Discharge and Readmission
She was discharged the week of Christmas, and while still sore, she was picking up and began to become our little girl again, the one that sort of disappeared 3 weeks earlier. Christmas day was one of her better days, and for that I'm thankful. The sickness returned on New Years Eve, she was again lethargic. We went straight to the hospital where she was operated on. This time she had constipation and they were not willing to let us ride it out at home given her previous history. This led to another 10 day stay, during which time Drs discovered she had kidney involvement due to HSP. Her blood albumin was low, her Protein Creatinine Ratio was through the roof. She was moved to the Renal Ward to be started on steroids. 3 days nof IV Methyl Prednisolone followed by oral Prednisolone. She was also diagnosed with Hypertension linked to HSP and was started on Amlodipine for that, along with laxatives and Ranitidine to protect her tummy from the steroids. She picked up very quickly after the intense IV steroids, her purpura all but disappeared, sickness went away, and she started going to the toilet again.

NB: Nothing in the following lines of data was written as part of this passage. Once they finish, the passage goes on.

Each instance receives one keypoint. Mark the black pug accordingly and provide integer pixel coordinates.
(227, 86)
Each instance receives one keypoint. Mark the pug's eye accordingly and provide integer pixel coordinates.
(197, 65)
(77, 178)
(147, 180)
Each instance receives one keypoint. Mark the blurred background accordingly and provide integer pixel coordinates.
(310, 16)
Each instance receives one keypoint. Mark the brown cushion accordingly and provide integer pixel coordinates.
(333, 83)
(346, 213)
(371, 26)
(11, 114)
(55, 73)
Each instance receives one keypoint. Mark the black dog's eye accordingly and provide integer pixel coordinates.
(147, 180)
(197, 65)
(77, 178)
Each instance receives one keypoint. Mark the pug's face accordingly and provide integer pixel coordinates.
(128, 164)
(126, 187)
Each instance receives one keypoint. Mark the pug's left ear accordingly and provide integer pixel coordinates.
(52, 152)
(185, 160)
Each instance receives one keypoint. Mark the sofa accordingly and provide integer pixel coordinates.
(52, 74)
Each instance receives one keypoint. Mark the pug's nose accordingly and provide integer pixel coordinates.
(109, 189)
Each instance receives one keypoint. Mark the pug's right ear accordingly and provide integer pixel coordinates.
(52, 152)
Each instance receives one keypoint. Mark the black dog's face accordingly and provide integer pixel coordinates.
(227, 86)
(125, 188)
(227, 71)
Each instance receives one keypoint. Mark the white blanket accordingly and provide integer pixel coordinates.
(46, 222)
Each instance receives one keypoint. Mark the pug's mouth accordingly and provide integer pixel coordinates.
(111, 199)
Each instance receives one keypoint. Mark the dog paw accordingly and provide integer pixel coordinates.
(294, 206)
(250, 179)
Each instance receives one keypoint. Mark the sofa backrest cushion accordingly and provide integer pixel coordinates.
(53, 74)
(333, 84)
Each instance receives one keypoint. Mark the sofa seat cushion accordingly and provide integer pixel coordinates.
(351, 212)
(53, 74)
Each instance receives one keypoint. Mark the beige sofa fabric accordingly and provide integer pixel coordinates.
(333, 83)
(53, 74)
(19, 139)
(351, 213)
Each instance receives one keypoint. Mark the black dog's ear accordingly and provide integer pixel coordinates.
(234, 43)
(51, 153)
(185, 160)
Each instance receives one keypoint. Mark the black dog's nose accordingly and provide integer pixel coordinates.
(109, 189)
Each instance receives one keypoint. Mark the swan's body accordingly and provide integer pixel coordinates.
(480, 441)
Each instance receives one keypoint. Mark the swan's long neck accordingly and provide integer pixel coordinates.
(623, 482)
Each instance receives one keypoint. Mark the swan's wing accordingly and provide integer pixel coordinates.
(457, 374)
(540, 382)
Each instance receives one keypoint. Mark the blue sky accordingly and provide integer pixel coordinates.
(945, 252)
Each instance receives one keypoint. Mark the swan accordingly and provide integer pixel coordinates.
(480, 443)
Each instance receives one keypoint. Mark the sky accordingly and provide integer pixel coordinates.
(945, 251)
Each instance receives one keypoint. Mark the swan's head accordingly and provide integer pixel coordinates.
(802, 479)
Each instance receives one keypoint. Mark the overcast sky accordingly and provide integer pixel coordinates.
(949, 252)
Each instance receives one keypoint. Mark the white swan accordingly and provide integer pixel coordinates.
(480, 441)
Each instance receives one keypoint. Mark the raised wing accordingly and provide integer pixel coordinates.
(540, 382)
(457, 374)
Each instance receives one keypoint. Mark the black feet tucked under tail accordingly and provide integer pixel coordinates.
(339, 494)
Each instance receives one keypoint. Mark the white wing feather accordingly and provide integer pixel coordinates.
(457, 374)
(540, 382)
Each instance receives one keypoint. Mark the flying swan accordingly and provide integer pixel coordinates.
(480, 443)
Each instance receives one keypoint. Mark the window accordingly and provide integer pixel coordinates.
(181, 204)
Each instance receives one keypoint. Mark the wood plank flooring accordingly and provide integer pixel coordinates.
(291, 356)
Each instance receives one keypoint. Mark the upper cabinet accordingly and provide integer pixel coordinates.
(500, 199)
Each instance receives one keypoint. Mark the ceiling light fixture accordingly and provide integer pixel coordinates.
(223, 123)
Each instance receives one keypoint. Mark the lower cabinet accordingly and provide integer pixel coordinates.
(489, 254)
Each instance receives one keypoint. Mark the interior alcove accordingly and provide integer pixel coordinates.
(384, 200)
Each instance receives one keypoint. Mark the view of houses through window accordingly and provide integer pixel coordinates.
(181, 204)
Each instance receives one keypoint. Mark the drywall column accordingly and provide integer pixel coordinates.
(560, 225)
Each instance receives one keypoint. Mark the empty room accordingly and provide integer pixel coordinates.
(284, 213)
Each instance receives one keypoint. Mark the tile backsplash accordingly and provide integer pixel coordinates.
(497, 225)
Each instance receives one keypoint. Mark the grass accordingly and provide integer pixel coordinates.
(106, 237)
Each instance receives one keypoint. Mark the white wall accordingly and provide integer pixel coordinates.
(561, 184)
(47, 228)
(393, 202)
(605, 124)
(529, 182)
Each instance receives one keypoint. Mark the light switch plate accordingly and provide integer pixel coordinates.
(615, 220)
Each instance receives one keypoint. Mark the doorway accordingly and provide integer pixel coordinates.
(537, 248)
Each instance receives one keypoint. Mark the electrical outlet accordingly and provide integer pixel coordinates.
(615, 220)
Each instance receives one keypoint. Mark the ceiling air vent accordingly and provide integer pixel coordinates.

HSP Nephritis and Nephrotic Syndrome
She was seen weekly by a Consultant Nephrologist, and also by a community nurse at home for Blood Pressure and urine checks. Her PCR levels continued to be up then down, then up again, and so on. Ranging from 600 and their lowest to 3400 at its highest. At her Thursday appointment, her Dr decided upon a kidney biopsy that would be scheduled for sometime in the next 2 weeks. The following Monday, we were about to leave for Nursery and the phone rang, I thought - just leave it, we are going out. I shut the door and my mobile rang, I answered and it was the Dr asking us to take her up that day for the biopsy. In a few hours, she was under general anaesthetic in theatre. That was an overnight stay and she was well after the procedure. At our following appointment HSP Nephritis and Nephrotic Syndrome Grade III was confirmed. A few weeks later her PCR, blood pressure and albumin were still unstable and she was started on another medicine called Enalapril which is primarily a Hypertension medicine but it has a secondary function to help stop proteins leaking from the injured kidneys. She has been on this almost 3 weeks now, and it has been upped 3 times so far. Her blood pressure is on the upper side of normal, but its stable. Her kidneys are still leaking a significant amount of blood and protein, but we have been told not to expect an overnight cure. Having been diagnosed in November, she will be on steroids till at least July. That takes us up to where we are right now (February, 2012).

Chicken Pox
Steroids are immunosuppressants and one of the conditions that children on steroids must be very careful of is Chicken Pox. My daughter had never had Chicken Pox and blood tests showed she had no immunity at all. Her nursery teacher called me on the weekend to tell me she had read on Facebook that one of the kids in nursery had her spots come out on the Friday night. I called the hospital who said she must be treated with an immunoglobulin injection to ensure she didn't get it. 3 weeks later and chicken pox is still ongoing with perhaps 5-6 kids contracting it, so she had to be given another injection and she will continue to get these injections until Chicken Pox is no longer in nursery.

Where we are today...
At this present moment we are still attending the hospital weekly for BP checks, urine PCR, weekly bloodwork. She is on 7 daily medications, some of which will continue to be increased and decreased with the possibility of adding some more into the mix depending on where her results take us. We haven't won the war on HSP yet, but we are putting up a hell of a fight and winning the little battles it continually throws at us. I have cried enough to last me a lifetime, my 4 year old hasn't shed a tear. She has coped brilliantly with it and has really set an example to adults around her about just getting up and getting on with it. It's really important to have active sites and active forums on HSP because I was clueless, I'd never heard of it and I didn't know what to do, who to speak to or the correct questions to ask. I don't want people to read our story, to be scared because it sounds like a horror story, it's not, its a success story.